Lilian Thuram sait d’où il vient, et il ne l’oubliera jamais. Les Antilles, la Guadeloupe où il est né à Anse-Bertrand, et la jeunesse à Bois-Colombes. « Des personnes perdent la mémoire avec l’argent » mais ce n’est pas son cas. 645 matches professionnels, dont 142 sélections en équipe de France, une carrière exemplaire. Tout le monde a dans la tête ce 8 juillet 1998, la France menée 1-0 par la Croatie sur son sol en demi-finale de Coupe du Monde, et le grand Lilian qui surgit. Deux buts, les deux seuls de sa carrière en équipe de France, et une qualification pour la finale. On retient surtout un geste, à genoux, les deux doigts posés sur la bouche en guise de paix. Retour en arrière furtif avec un extrait des Yeux dans les Bleus dans le vestiaire à la mi-temps face à la Croatie, et le coach Aimé Jacquet qui remonte ses troupes. « Aimé Jacquet a toujours su trouver les bons mots pour motiver les joueurs, qui à l’époque possédaient une chose essentielle qui est la capacité d’écoute » décrit Thuram. Pour lui, la force du groupe 98 était simplement l’état d’esprit. De grands joueurs, dans des grands clubs, mais une force : l’objectif commun. « On savait se mettre à la disposition de l’autre, se relever dans la difficulté, et comprendre la notion du don de soi pour atteindre notre objectif commun qui était remporter la Coupe du Monde« . Pour l’ancien latéral de l’Equipe de France, c’est là toute l’évolution du football d’aujourd’hui, du moins la clé des problèmes de l’Equipe de France actuelle. « Aujourd’hui les joueurs veulent tout, tout de suite. C’est un problème de société. Si la société dérive, le football dérive. L’objectif personnel passe avant le but commun. Beaucoup de joueurs veulent au début d’une compétition devenir le meilleur joueur, le meilleur buteur, et être le plus beau sur le terrain. On a perdu cette notion d’esprit commun. C’est pour cela qu’aujourd’hui beaucoup de joueurs n’hésitent pas dès qu’il y a un problème à partir pour un autre club. » L’occasion de rebondir sur le problème soit disant des banlieusards de la sélection type Ben Arfa, Benzema et consorts, décriés il y a peu par le journaliste polémique Eric Zemour. « Il n’y a pas de problème des banlieues, c’est stupide. Le soucis vient de l’éducation, d’individus et non d’un effet de masse qui viendrait des banlieues. »

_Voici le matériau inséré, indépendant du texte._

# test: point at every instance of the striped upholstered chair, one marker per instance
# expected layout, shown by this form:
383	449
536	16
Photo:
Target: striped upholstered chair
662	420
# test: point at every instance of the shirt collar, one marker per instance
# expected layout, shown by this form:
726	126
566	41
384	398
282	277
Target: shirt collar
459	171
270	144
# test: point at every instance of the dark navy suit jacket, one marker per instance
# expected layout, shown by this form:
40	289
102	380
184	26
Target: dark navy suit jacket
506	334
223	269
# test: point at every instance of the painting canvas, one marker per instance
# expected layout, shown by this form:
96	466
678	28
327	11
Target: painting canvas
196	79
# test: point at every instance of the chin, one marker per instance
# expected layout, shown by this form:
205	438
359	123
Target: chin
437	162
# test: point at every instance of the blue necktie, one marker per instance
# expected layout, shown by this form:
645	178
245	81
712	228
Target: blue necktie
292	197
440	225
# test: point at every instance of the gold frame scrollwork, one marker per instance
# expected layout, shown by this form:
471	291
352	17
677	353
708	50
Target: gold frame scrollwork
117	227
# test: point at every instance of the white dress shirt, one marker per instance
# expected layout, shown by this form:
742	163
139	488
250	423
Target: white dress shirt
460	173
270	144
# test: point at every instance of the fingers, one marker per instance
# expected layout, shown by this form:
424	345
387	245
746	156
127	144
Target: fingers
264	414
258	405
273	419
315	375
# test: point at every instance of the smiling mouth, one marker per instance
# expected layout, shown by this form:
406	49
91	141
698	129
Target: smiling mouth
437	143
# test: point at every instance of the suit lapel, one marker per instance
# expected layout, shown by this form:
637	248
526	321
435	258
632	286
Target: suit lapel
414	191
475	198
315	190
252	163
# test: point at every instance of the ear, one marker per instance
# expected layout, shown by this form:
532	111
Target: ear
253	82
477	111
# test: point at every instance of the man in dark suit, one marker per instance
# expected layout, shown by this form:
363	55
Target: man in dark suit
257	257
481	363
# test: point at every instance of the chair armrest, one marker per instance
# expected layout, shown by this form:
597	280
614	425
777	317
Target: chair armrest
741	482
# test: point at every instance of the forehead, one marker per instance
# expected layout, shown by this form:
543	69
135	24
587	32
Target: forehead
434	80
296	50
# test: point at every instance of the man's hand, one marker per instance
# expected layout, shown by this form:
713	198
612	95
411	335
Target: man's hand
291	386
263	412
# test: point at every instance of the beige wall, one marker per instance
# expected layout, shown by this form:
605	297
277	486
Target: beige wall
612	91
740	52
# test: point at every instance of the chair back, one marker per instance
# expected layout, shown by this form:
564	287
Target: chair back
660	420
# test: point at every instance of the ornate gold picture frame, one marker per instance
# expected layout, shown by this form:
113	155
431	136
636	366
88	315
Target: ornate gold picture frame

 « Le football d’aujourd’hui est beaucoup plus technique »

Bien entendu pour un joueur de la classe de Lilian Thuram, la question sur sa vision du football moderne est inévitable. « Le football d’aujourd’hui est beaucoup plus technique, les joueurs courent plus. Quand je regarde les matches avec mes fils, je me dis que je ne pourrais jamais tenir tout un match. La préparation physique des joueurs a été accentué, et le jeu est devenu beaucoup plus rapide. Quand on regarde Daniel Alves ou Jordi Alba, les latéraux espagnols, ont voit que les défenseurs latéraux de maintenant sont en réalité des anciens attaquants, donc des joueurs très offensifs. La vision et la philosophie du football ont évolué« .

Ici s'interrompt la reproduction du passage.